- Coat of arms
- Coordinates (Raciążek): 52°52′N 18°49′E﻿ / ﻿52.867°N 18.817°E
- Country: Poland
- Voivodeship: Kuyavian-Pomeranian
- County: Aleksandrów
- Seat: Raciążek

Area
- • Total: 32.89 km^{2} (12.70 sq mi)

Population (2006)
- • Total: 3,084
- • Density: 94/km^{2} (240/sq mi)
- Website: http://www.raciazek.lo.pl

= Gmina Raciążek =

Gmina Raciążek is a rural gmina (administrative district) in Aleksandrów County, Kuyavian-Pomeranian Voivodeship, in north-central Poland. Its seat is the village of Raciążek, which lies approximately 8 km east of Aleksandrów Kujawski and 23 km south-east of Toruń.

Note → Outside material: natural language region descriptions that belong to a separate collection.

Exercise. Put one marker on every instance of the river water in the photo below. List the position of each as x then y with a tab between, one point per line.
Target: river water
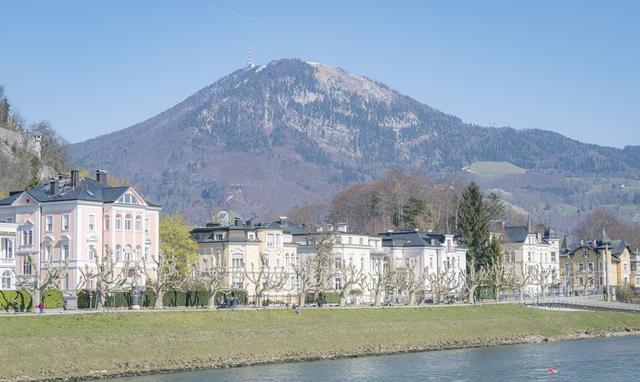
602	359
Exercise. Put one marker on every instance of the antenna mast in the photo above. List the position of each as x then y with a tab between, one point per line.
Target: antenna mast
250	58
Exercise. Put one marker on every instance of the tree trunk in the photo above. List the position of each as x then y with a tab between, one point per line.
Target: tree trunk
472	295
343	299
36	296
377	297
258	300
158	304
211	301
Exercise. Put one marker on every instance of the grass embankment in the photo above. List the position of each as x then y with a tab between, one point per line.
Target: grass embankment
115	343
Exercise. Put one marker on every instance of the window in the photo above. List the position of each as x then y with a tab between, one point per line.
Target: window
237	260
128	199
48	250
7	280
65	222
27	237
26	266
65	251
6	248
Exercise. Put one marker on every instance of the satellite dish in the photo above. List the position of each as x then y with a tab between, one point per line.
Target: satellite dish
223	218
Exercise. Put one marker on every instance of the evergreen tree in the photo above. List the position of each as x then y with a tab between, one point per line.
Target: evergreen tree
473	225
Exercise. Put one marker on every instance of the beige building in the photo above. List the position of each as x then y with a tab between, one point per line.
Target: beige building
354	255
533	254
586	268
245	249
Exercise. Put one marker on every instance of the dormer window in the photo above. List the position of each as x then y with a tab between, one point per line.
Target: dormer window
128	198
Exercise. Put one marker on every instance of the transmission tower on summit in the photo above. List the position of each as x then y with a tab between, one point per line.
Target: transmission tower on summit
250	58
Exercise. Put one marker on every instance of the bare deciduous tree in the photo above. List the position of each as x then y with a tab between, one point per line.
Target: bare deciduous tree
162	274
441	283
264	279
350	275
42	279
210	275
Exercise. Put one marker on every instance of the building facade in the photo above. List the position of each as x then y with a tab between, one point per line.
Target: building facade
534	256
433	257
8	262
245	249
76	220
588	267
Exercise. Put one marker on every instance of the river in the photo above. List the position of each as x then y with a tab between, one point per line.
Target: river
601	359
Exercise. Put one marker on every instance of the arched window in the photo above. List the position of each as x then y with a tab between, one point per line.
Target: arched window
237	260
7	280
26	266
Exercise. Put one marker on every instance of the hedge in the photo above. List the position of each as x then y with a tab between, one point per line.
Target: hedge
52	299
325	298
173	299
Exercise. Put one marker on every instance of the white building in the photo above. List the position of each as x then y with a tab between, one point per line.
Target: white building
8	232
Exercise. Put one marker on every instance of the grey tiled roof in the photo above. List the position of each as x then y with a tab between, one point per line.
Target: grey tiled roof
88	189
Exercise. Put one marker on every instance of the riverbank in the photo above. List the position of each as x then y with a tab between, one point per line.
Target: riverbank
112	344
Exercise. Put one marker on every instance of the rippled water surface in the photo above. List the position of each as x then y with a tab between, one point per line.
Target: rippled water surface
602	359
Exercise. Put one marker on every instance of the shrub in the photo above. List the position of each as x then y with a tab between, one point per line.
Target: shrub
626	294
52	299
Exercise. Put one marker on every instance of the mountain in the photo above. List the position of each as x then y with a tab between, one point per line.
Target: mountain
266	138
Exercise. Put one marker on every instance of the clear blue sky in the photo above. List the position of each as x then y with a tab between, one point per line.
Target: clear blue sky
567	66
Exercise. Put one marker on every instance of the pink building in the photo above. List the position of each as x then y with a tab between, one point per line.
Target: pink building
76	219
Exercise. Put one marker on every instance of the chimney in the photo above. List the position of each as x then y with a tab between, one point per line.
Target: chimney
102	176
75	178
53	186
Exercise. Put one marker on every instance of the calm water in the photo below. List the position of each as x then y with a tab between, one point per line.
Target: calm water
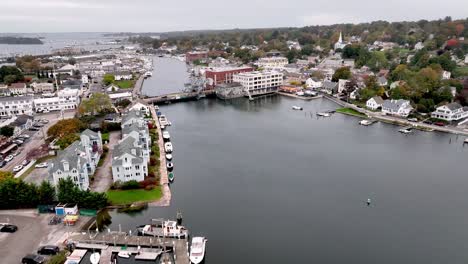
169	76
267	184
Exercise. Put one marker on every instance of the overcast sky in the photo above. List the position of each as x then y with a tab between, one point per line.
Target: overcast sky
171	15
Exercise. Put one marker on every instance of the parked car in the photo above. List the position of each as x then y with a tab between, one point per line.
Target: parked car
17	168
41	165
33	259
48	250
9	158
9	229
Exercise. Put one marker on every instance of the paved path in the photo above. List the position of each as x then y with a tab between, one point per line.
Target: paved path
103	176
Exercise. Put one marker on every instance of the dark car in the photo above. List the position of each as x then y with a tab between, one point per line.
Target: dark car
33	259
48	250
9	228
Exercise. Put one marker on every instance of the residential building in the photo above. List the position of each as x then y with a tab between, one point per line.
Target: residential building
259	83
78	161
122	75
374	103
17	105
221	75
272	63
450	112
18	88
399	107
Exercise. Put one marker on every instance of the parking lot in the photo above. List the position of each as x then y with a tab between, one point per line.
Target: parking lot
33	231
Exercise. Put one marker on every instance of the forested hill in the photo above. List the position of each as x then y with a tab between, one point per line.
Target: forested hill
20	41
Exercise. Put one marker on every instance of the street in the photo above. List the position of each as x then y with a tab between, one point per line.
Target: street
37	139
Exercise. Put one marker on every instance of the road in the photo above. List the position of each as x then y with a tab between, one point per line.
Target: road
37	139
103	176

The gmina covers an area of 32.89 km2, and as of 2006 its total population is 3,084.

==Villages==
Gmina Raciążek contains the villages and settlements of Dąbrówka Duża, Niestuszewo, Podole, Podzamcze, Raciążek, Siarzewo, Turzno and Turzynek.

==Neighbouring gminas==
Gmina Raciążek is bordered by the towns of Ciechocinek and Nieszawa, and by the gminas of Aleksandrów Kujawski, Czernikowo, Koneck and Waganiec.